Слухи и страхи жили долго. Газеты отговаривались сумбурно и невнятно, на дорогах дежурили зелено-пятнистые патрули на тяжелых военных машинах. Говорили, что правительственная комиссия несколько раз меняла свой состав. Ругали инженеров Плотины. Поговаривали и о диверсии. Плотина была по-прежнему оцеплена войсками, но и выглядела по-прежнему величественно и жутковато.
В одной из районных больниц лежал мальчик с частичной потерей памяти. Осенью ему предстояло прийти в шестой «А» класс и встретиться там с Юлькой Фетисовой.
Звали его, как теперь точно выяснилось, Павликом.

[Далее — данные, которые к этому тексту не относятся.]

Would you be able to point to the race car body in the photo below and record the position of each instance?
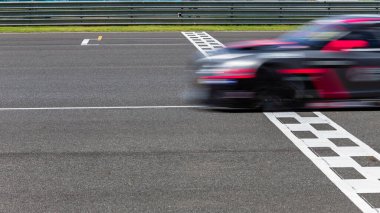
(333, 62)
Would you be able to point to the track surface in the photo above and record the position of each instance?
(144, 160)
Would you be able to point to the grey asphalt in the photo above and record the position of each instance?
(143, 160)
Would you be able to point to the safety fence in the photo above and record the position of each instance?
(197, 12)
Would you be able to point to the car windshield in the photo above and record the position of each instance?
(315, 34)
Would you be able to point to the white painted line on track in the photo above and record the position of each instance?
(341, 157)
(86, 40)
(104, 107)
(181, 44)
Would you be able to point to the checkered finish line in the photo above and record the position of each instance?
(203, 42)
(348, 162)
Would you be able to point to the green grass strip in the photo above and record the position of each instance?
(146, 28)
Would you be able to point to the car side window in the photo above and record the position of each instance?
(368, 36)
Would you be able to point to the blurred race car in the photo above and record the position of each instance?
(329, 63)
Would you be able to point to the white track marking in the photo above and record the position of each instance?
(182, 44)
(85, 42)
(155, 38)
(344, 155)
(203, 42)
(88, 108)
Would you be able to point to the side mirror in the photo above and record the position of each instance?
(342, 45)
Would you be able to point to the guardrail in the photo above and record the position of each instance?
(199, 12)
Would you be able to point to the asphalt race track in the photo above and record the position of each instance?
(64, 148)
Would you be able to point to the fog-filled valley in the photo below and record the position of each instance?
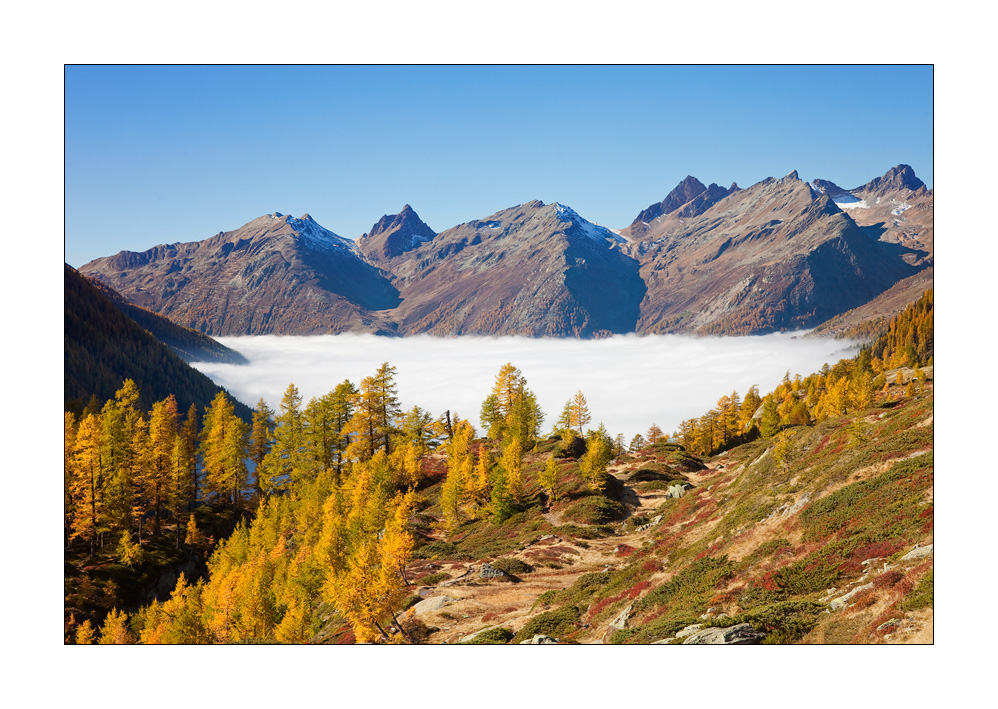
(630, 382)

Он сильно вытянулся, белобрысые волосы чуть потемнели; войдя в класс, он не мог найти своего прежнего места.
Тридцать девять пар глаз изучали изменившегося одноклассника. Юлька по-прежнему сидела на первой парте; Ордынец невидяще скользнул по ней глазами.
Юльке потребовалось всего несколько дней, чтобы догадка облеклась уверенностью. Новый Ордынец не был тем Ордынцем, которого она знала но вместе с тем это был тот самый мальчик.
У него был голос Ордынца – но другой словарный запас. Он отставал по всем предметам, он был болтун, много смеялся и подлизывался к Степке Васенцову. На одной из перемен он повздорил с Саенко и принялся плевать в него – кстати, все время промахивался.
Юлька подошла к нему только однажды:
– Ордынец!
Он настороженно насупился, будто ожидая подвоха:
– Чего?
Глядя в знакомые – и пустые – глаза, Юлька впервые осознала свою потерю.
Через месяц Ордынец прочно влился в прежде презираемый им коллектив; учителя переглядывались – и ставили четверки за его убогие, троечные ответы. Из жалости, надо полагать. Или по старой памяти.
Шестой «А» вздохнул спокойнее; Юлька Фетисова каждый день приходила в парк над Плотиной. В ее пенале хранилась старая липкая «барбариска».
Усевшись на скамейку, Юлька смотрела на чаек и молилась.
Она молилась: Ордынец. Я не знаю, кто ты или что ты. Я не знаю, где ты. Я прошу тебя прийти ко мне, показаться хоть на минуту. Я умру, если ты не придешь.
Миновала осень, потом зима, прежний Ордынец не вернулся и Юлька не умерла. Теперь она ходила в парк гораздо реже.